Hotel Chopin (...sobre los viajes que nunca dejarán huella)
No me
acoses, mi amor; o mejor, mi desamor.
No me urjas
ya en estos penúltimos días de luces quebradas y más días de agónico silencio
interior que ya está llamando a la puerta.
No me acoses con subliminales
viajes que no deseo ni me interesan para
nada.
Llévame, en todo caso
-o deja que te lleve-, al hotel
Chopin del Boulevard Montmartre en
París, o al hotel Chopin de Varsovia, porque en Varsovia tiene que haber sin
duda alguna un hotel
Chopin. O más de uno.
Vamos pues, despacio, como sin
rumbo, hacia ese hotel, o al hotel Chopin de Lisboa (que seguramente no existe
allí), o al hotel Lord
Byron, en Sintra. Una vez allí,
y después de haber paseado desordenadamente por alguna de las calles viendo
solamente las crestas de los edificios junto al penúltimo cielo todavía
iluminado, ya en la noche, me llevas o te llevo a la habitación del hotel, y
allí, baja, por favor, la persiana hasta que deje de verse la última rendija de
luz que procede del exterior, pues ya no quiero ver la calle, nada, ninguna de
las calles del mundo, sólo la penumbra, sólo tu silencio y tu presencia
sagrada: diosa-ninfa ya desde una juventud remota.

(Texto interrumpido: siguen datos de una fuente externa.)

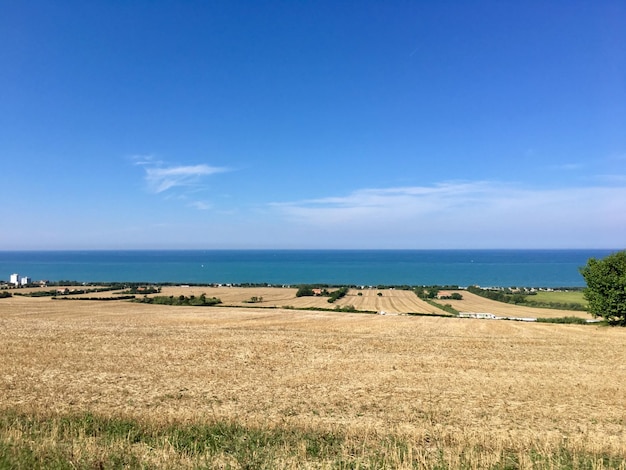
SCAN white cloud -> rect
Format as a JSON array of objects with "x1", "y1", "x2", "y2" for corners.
[
  {"x1": 145, "y1": 165, "x2": 227, "y2": 193},
  {"x1": 189, "y1": 201, "x2": 212, "y2": 211},
  {"x1": 273, "y1": 181, "x2": 626, "y2": 247}
]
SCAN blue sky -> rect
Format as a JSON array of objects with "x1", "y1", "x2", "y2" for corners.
[{"x1": 0, "y1": 0, "x2": 626, "y2": 249}]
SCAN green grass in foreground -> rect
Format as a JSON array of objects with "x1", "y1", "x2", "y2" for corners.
[{"x1": 0, "y1": 411, "x2": 623, "y2": 470}]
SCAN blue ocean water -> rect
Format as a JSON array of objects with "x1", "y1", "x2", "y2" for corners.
[{"x1": 0, "y1": 250, "x2": 616, "y2": 287}]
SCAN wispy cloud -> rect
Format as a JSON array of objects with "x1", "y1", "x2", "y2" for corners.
[
  {"x1": 145, "y1": 164, "x2": 227, "y2": 193},
  {"x1": 189, "y1": 201, "x2": 212, "y2": 211},
  {"x1": 273, "y1": 181, "x2": 626, "y2": 246},
  {"x1": 130, "y1": 155, "x2": 230, "y2": 210}
]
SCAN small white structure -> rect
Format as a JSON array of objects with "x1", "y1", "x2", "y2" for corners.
[{"x1": 459, "y1": 312, "x2": 498, "y2": 320}]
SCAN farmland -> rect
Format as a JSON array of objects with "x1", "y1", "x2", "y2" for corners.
[
  {"x1": 440, "y1": 291, "x2": 592, "y2": 319},
  {"x1": 0, "y1": 294, "x2": 626, "y2": 468}
]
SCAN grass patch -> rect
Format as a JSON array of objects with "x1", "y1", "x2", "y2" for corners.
[{"x1": 0, "y1": 410, "x2": 623, "y2": 470}]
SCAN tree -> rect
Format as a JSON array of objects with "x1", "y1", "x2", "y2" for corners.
[{"x1": 580, "y1": 251, "x2": 626, "y2": 326}]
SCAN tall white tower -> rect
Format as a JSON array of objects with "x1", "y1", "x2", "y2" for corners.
[{"x1": 9, "y1": 274, "x2": 20, "y2": 286}]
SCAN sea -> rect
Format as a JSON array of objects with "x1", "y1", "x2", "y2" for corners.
[{"x1": 0, "y1": 249, "x2": 618, "y2": 288}]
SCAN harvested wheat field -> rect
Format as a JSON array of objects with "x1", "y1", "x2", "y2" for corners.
[
  {"x1": 0, "y1": 291, "x2": 626, "y2": 469},
  {"x1": 440, "y1": 290, "x2": 592, "y2": 319}
]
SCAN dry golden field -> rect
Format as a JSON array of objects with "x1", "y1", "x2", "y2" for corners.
[
  {"x1": 152, "y1": 286, "x2": 441, "y2": 313},
  {"x1": 440, "y1": 290, "x2": 592, "y2": 319},
  {"x1": 0, "y1": 296, "x2": 626, "y2": 468}
]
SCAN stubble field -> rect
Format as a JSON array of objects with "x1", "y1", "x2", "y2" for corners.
[{"x1": 0, "y1": 292, "x2": 626, "y2": 468}]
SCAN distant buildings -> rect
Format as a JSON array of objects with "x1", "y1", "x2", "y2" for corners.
[{"x1": 9, "y1": 273, "x2": 33, "y2": 287}]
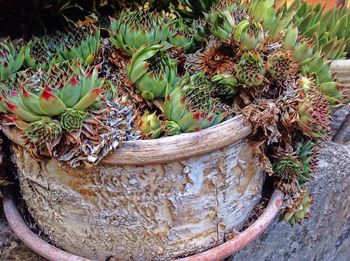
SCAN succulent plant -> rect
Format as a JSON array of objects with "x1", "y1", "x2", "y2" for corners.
[
  {"x1": 266, "y1": 52, "x2": 297, "y2": 79},
  {"x1": 211, "y1": 74, "x2": 238, "y2": 98},
  {"x1": 173, "y1": 0, "x2": 219, "y2": 18},
  {"x1": 164, "y1": 73, "x2": 225, "y2": 136},
  {"x1": 298, "y1": 77, "x2": 331, "y2": 140},
  {"x1": 296, "y1": 140, "x2": 318, "y2": 185},
  {"x1": 272, "y1": 157, "x2": 304, "y2": 194},
  {"x1": 233, "y1": 20, "x2": 264, "y2": 50},
  {"x1": 141, "y1": 111, "x2": 162, "y2": 139},
  {"x1": 4, "y1": 60, "x2": 104, "y2": 129},
  {"x1": 236, "y1": 52, "x2": 266, "y2": 87},
  {"x1": 23, "y1": 38, "x2": 58, "y2": 71},
  {"x1": 22, "y1": 117, "x2": 62, "y2": 146},
  {"x1": 168, "y1": 19, "x2": 195, "y2": 51},
  {"x1": 282, "y1": 0, "x2": 350, "y2": 60},
  {"x1": 282, "y1": 191, "x2": 312, "y2": 225},
  {"x1": 205, "y1": 5, "x2": 235, "y2": 41},
  {"x1": 0, "y1": 40, "x2": 24, "y2": 81},
  {"x1": 127, "y1": 45, "x2": 177, "y2": 100},
  {"x1": 248, "y1": 0, "x2": 277, "y2": 31},
  {"x1": 110, "y1": 11, "x2": 170, "y2": 55},
  {"x1": 60, "y1": 108, "x2": 85, "y2": 131},
  {"x1": 55, "y1": 30, "x2": 100, "y2": 66}
]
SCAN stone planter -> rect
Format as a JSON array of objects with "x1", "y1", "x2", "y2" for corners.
[{"x1": 4, "y1": 116, "x2": 264, "y2": 260}]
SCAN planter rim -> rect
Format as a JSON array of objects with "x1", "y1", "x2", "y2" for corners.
[
  {"x1": 3, "y1": 189, "x2": 284, "y2": 261},
  {"x1": 3, "y1": 115, "x2": 252, "y2": 165}
]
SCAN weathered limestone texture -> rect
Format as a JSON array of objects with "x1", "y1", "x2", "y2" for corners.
[
  {"x1": 0, "y1": 206, "x2": 45, "y2": 261},
  {"x1": 10, "y1": 140, "x2": 264, "y2": 260},
  {"x1": 231, "y1": 142, "x2": 350, "y2": 261}
]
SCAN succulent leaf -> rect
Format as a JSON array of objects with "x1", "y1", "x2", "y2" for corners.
[
  {"x1": 127, "y1": 45, "x2": 177, "y2": 100},
  {"x1": 236, "y1": 52, "x2": 266, "y2": 87},
  {"x1": 60, "y1": 108, "x2": 85, "y2": 131}
]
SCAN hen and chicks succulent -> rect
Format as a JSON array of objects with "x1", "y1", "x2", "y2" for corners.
[{"x1": 0, "y1": 0, "x2": 346, "y2": 224}]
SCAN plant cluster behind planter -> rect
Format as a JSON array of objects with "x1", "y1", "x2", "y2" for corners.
[{"x1": 0, "y1": 0, "x2": 348, "y2": 260}]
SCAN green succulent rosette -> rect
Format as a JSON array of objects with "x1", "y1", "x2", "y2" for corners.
[
  {"x1": 168, "y1": 19, "x2": 195, "y2": 51},
  {"x1": 0, "y1": 41, "x2": 24, "y2": 81},
  {"x1": 282, "y1": 191, "x2": 313, "y2": 226},
  {"x1": 266, "y1": 52, "x2": 296, "y2": 80},
  {"x1": 110, "y1": 11, "x2": 170, "y2": 55},
  {"x1": 205, "y1": 5, "x2": 235, "y2": 41},
  {"x1": 273, "y1": 158, "x2": 304, "y2": 179},
  {"x1": 233, "y1": 20, "x2": 265, "y2": 50},
  {"x1": 24, "y1": 117, "x2": 62, "y2": 145},
  {"x1": 127, "y1": 45, "x2": 177, "y2": 100},
  {"x1": 163, "y1": 121, "x2": 182, "y2": 136},
  {"x1": 60, "y1": 108, "x2": 85, "y2": 131},
  {"x1": 0, "y1": 60, "x2": 104, "y2": 146},
  {"x1": 177, "y1": 0, "x2": 219, "y2": 18},
  {"x1": 141, "y1": 111, "x2": 162, "y2": 139},
  {"x1": 236, "y1": 52, "x2": 266, "y2": 87},
  {"x1": 23, "y1": 38, "x2": 59, "y2": 71},
  {"x1": 164, "y1": 73, "x2": 226, "y2": 135},
  {"x1": 57, "y1": 30, "x2": 100, "y2": 66},
  {"x1": 211, "y1": 74, "x2": 238, "y2": 98}
]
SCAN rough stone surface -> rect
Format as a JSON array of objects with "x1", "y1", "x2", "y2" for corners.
[
  {"x1": 0, "y1": 143, "x2": 350, "y2": 261},
  {"x1": 230, "y1": 143, "x2": 350, "y2": 261},
  {"x1": 0, "y1": 203, "x2": 46, "y2": 261},
  {"x1": 331, "y1": 104, "x2": 350, "y2": 142}
]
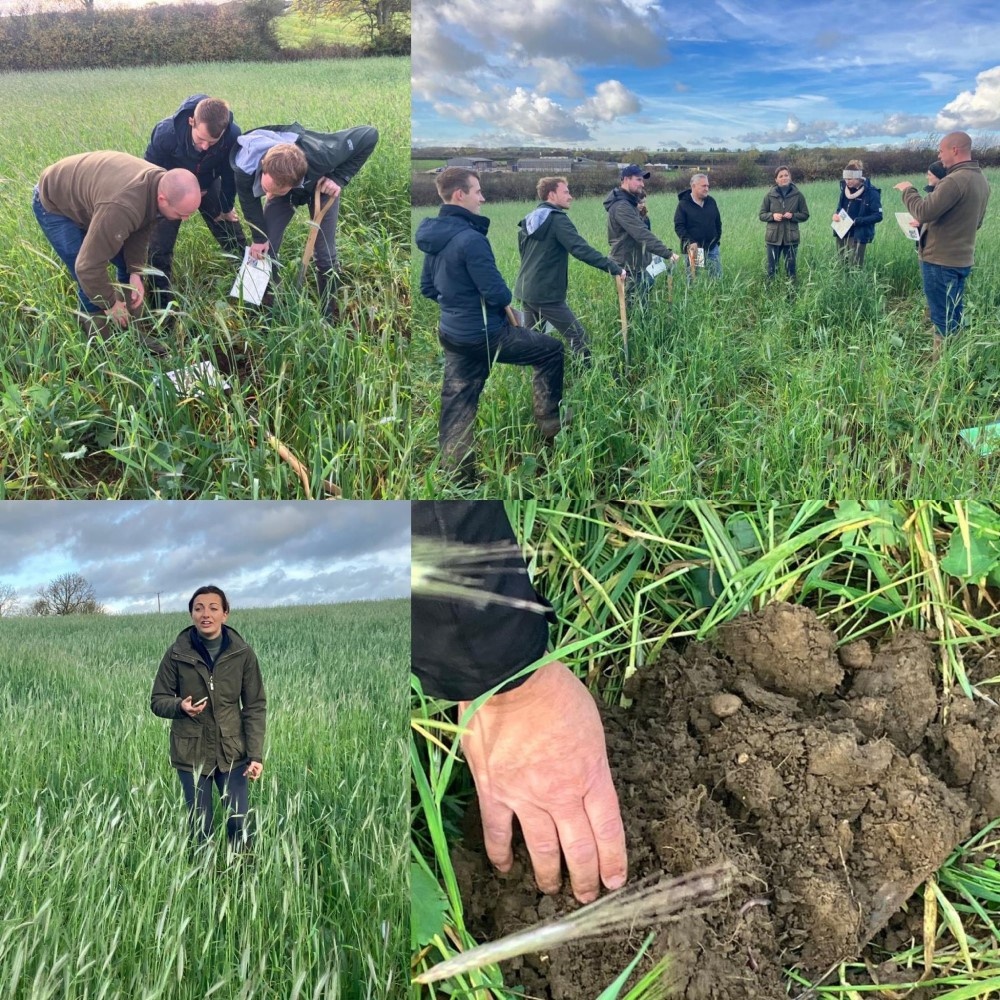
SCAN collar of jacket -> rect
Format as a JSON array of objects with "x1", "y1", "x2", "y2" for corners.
[{"x1": 438, "y1": 205, "x2": 490, "y2": 236}]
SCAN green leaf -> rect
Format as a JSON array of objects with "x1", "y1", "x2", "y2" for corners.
[
  {"x1": 941, "y1": 531, "x2": 1000, "y2": 583},
  {"x1": 410, "y1": 864, "x2": 448, "y2": 951}
]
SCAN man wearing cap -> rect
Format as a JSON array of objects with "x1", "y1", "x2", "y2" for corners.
[
  {"x1": 32, "y1": 151, "x2": 201, "y2": 348},
  {"x1": 514, "y1": 177, "x2": 625, "y2": 364},
  {"x1": 896, "y1": 132, "x2": 990, "y2": 355},
  {"x1": 604, "y1": 163, "x2": 680, "y2": 305}
]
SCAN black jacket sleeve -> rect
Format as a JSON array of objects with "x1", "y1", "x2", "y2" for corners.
[{"x1": 410, "y1": 500, "x2": 554, "y2": 701}]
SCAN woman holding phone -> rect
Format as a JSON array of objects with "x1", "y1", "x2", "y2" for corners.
[{"x1": 150, "y1": 586, "x2": 267, "y2": 851}]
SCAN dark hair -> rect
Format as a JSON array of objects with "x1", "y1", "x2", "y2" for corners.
[{"x1": 188, "y1": 584, "x2": 229, "y2": 614}]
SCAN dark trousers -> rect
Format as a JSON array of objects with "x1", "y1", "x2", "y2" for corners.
[
  {"x1": 177, "y1": 761, "x2": 249, "y2": 851},
  {"x1": 439, "y1": 323, "x2": 564, "y2": 471},
  {"x1": 524, "y1": 302, "x2": 590, "y2": 361},
  {"x1": 767, "y1": 243, "x2": 799, "y2": 281},
  {"x1": 149, "y1": 177, "x2": 247, "y2": 309},
  {"x1": 31, "y1": 187, "x2": 128, "y2": 314}
]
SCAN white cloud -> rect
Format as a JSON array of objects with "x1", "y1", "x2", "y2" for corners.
[
  {"x1": 574, "y1": 80, "x2": 642, "y2": 122},
  {"x1": 937, "y1": 66, "x2": 1000, "y2": 130}
]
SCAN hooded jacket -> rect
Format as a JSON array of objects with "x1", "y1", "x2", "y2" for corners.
[
  {"x1": 604, "y1": 188, "x2": 673, "y2": 275},
  {"x1": 144, "y1": 94, "x2": 241, "y2": 212},
  {"x1": 903, "y1": 160, "x2": 990, "y2": 267},
  {"x1": 514, "y1": 201, "x2": 621, "y2": 305},
  {"x1": 410, "y1": 500, "x2": 555, "y2": 701},
  {"x1": 149, "y1": 625, "x2": 267, "y2": 775},
  {"x1": 760, "y1": 184, "x2": 809, "y2": 246},
  {"x1": 674, "y1": 188, "x2": 722, "y2": 253},
  {"x1": 835, "y1": 177, "x2": 882, "y2": 243},
  {"x1": 416, "y1": 205, "x2": 511, "y2": 344}
]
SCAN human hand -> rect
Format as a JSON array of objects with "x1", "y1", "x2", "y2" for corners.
[
  {"x1": 316, "y1": 177, "x2": 341, "y2": 198},
  {"x1": 181, "y1": 695, "x2": 208, "y2": 719},
  {"x1": 104, "y1": 299, "x2": 128, "y2": 326},
  {"x1": 459, "y1": 662, "x2": 628, "y2": 903}
]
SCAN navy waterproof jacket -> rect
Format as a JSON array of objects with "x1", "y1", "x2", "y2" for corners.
[
  {"x1": 417, "y1": 205, "x2": 511, "y2": 344},
  {"x1": 144, "y1": 94, "x2": 241, "y2": 212},
  {"x1": 836, "y1": 177, "x2": 882, "y2": 243}
]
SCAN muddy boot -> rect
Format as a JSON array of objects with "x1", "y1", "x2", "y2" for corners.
[{"x1": 316, "y1": 269, "x2": 340, "y2": 325}]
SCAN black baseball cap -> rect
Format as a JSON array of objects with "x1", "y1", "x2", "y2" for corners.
[{"x1": 622, "y1": 163, "x2": 649, "y2": 180}]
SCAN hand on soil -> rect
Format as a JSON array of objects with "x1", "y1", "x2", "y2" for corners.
[{"x1": 460, "y1": 663, "x2": 628, "y2": 903}]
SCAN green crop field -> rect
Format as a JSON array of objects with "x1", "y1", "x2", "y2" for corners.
[
  {"x1": 0, "y1": 601, "x2": 409, "y2": 1000},
  {"x1": 410, "y1": 176, "x2": 1000, "y2": 498},
  {"x1": 0, "y1": 58, "x2": 410, "y2": 499}
]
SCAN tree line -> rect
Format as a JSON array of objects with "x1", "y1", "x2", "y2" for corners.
[{"x1": 0, "y1": 573, "x2": 107, "y2": 618}]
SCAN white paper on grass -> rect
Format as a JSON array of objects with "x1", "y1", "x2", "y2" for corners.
[
  {"x1": 646, "y1": 253, "x2": 667, "y2": 278},
  {"x1": 830, "y1": 212, "x2": 854, "y2": 239},
  {"x1": 154, "y1": 361, "x2": 229, "y2": 396},
  {"x1": 896, "y1": 212, "x2": 920, "y2": 243},
  {"x1": 229, "y1": 247, "x2": 271, "y2": 306}
]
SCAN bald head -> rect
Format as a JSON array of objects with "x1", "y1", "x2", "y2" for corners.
[
  {"x1": 938, "y1": 132, "x2": 972, "y2": 168},
  {"x1": 156, "y1": 169, "x2": 201, "y2": 219}
]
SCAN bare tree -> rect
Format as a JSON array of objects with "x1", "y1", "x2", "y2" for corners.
[
  {"x1": 0, "y1": 583, "x2": 20, "y2": 618},
  {"x1": 31, "y1": 573, "x2": 104, "y2": 615}
]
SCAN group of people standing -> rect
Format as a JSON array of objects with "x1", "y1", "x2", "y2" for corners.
[
  {"x1": 33, "y1": 94, "x2": 378, "y2": 354},
  {"x1": 416, "y1": 132, "x2": 989, "y2": 485}
]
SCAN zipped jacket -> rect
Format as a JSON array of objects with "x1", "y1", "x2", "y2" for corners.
[
  {"x1": 836, "y1": 177, "x2": 882, "y2": 243},
  {"x1": 514, "y1": 201, "x2": 621, "y2": 305},
  {"x1": 149, "y1": 625, "x2": 267, "y2": 775},
  {"x1": 760, "y1": 184, "x2": 809, "y2": 246},
  {"x1": 416, "y1": 205, "x2": 511, "y2": 344},
  {"x1": 144, "y1": 94, "x2": 241, "y2": 212}
]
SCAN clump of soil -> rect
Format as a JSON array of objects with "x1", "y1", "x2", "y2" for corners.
[{"x1": 454, "y1": 604, "x2": 1000, "y2": 1000}]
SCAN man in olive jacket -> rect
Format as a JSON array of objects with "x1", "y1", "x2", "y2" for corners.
[
  {"x1": 514, "y1": 177, "x2": 625, "y2": 364},
  {"x1": 32, "y1": 150, "x2": 201, "y2": 330},
  {"x1": 895, "y1": 132, "x2": 990, "y2": 351},
  {"x1": 150, "y1": 591, "x2": 267, "y2": 848}
]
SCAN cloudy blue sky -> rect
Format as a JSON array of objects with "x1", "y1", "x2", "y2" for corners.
[
  {"x1": 413, "y1": 0, "x2": 1000, "y2": 151},
  {"x1": 0, "y1": 500, "x2": 410, "y2": 613}
]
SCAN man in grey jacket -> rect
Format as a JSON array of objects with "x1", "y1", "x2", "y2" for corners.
[
  {"x1": 604, "y1": 163, "x2": 680, "y2": 304},
  {"x1": 895, "y1": 132, "x2": 990, "y2": 356},
  {"x1": 514, "y1": 177, "x2": 625, "y2": 365}
]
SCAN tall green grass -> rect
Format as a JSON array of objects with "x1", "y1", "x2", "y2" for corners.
[
  {"x1": 0, "y1": 59, "x2": 409, "y2": 499},
  {"x1": 0, "y1": 601, "x2": 409, "y2": 1000},
  {"x1": 411, "y1": 171, "x2": 1000, "y2": 499}
]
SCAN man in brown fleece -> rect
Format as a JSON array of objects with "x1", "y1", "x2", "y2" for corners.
[
  {"x1": 895, "y1": 132, "x2": 990, "y2": 356},
  {"x1": 32, "y1": 151, "x2": 201, "y2": 327}
]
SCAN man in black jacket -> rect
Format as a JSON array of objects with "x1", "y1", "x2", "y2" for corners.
[
  {"x1": 416, "y1": 167, "x2": 563, "y2": 485},
  {"x1": 514, "y1": 177, "x2": 625, "y2": 364},
  {"x1": 145, "y1": 94, "x2": 247, "y2": 308},
  {"x1": 411, "y1": 500, "x2": 628, "y2": 903},
  {"x1": 674, "y1": 174, "x2": 722, "y2": 281}
]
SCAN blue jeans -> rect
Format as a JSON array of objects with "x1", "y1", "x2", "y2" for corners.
[
  {"x1": 681, "y1": 243, "x2": 722, "y2": 281},
  {"x1": 31, "y1": 187, "x2": 128, "y2": 313},
  {"x1": 920, "y1": 260, "x2": 972, "y2": 337}
]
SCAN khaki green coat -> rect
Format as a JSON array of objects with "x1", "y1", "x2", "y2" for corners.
[{"x1": 149, "y1": 625, "x2": 267, "y2": 774}]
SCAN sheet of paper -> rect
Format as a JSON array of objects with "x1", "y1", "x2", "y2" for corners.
[
  {"x1": 896, "y1": 212, "x2": 920, "y2": 243},
  {"x1": 154, "y1": 361, "x2": 229, "y2": 396},
  {"x1": 229, "y1": 247, "x2": 271, "y2": 306},
  {"x1": 646, "y1": 253, "x2": 667, "y2": 278},
  {"x1": 830, "y1": 212, "x2": 854, "y2": 239}
]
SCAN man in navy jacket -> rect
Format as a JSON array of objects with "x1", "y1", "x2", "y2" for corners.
[
  {"x1": 417, "y1": 167, "x2": 563, "y2": 485},
  {"x1": 145, "y1": 94, "x2": 247, "y2": 308}
]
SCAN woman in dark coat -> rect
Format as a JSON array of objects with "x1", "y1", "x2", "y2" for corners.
[
  {"x1": 760, "y1": 167, "x2": 809, "y2": 281},
  {"x1": 833, "y1": 160, "x2": 882, "y2": 267},
  {"x1": 150, "y1": 586, "x2": 267, "y2": 851}
]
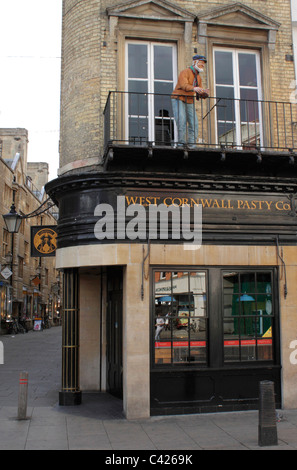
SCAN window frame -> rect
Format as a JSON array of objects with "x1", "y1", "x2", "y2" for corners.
[
  {"x1": 212, "y1": 45, "x2": 264, "y2": 148},
  {"x1": 151, "y1": 267, "x2": 209, "y2": 369},
  {"x1": 150, "y1": 266, "x2": 280, "y2": 371},
  {"x1": 124, "y1": 38, "x2": 178, "y2": 143}
]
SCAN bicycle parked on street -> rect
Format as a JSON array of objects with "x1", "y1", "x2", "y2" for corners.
[{"x1": 6, "y1": 318, "x2": 25, "y2": 335}]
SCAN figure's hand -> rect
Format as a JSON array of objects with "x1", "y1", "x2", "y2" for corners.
[{"x1": 194, "y1": 86, "x2": 204, "y2": 95}]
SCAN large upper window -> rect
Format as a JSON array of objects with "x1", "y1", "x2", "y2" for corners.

Luego, pon sólo la música que me gusta y, no
pediré mucho más. Extiende tu brazo a
lo largo de la almohada para que pueda reposar sobre él mi cabeza. Déjame ver tu mano, besar la yema de
tus dedos. Déjame, quizá, besar tu mejilla y, tal vez… también tu boca. Después, cierra bien las contraventanas, y
si te cansas o aburres, te marchas. Pero
antes, cierra con llave la puerta y di en la recepción que no me moleste nadie
en ocho o diez días, por lo que habrás
de dejar pagado todo el importe que corresponda a esa estancia para poder
exigir así que no quiebren, por ningún motivo, mi privacidad en todo ese
tiempo.
Más adelante, ya sabrás algo de mí,
pues casi siempre se acaba por saber todo; casi todo lo más trascendente de lo
que nos rodea…, que nunca lo es. Nada
es trascendente en absoluto, ni poco no mucho, sino absolutamente nada, porque
nada perdura, o en todo caso, sólo nuestro descanso
de los últimos días. O su
recuerdo (en los que se han quedado en el mundo) por un breve tiempo.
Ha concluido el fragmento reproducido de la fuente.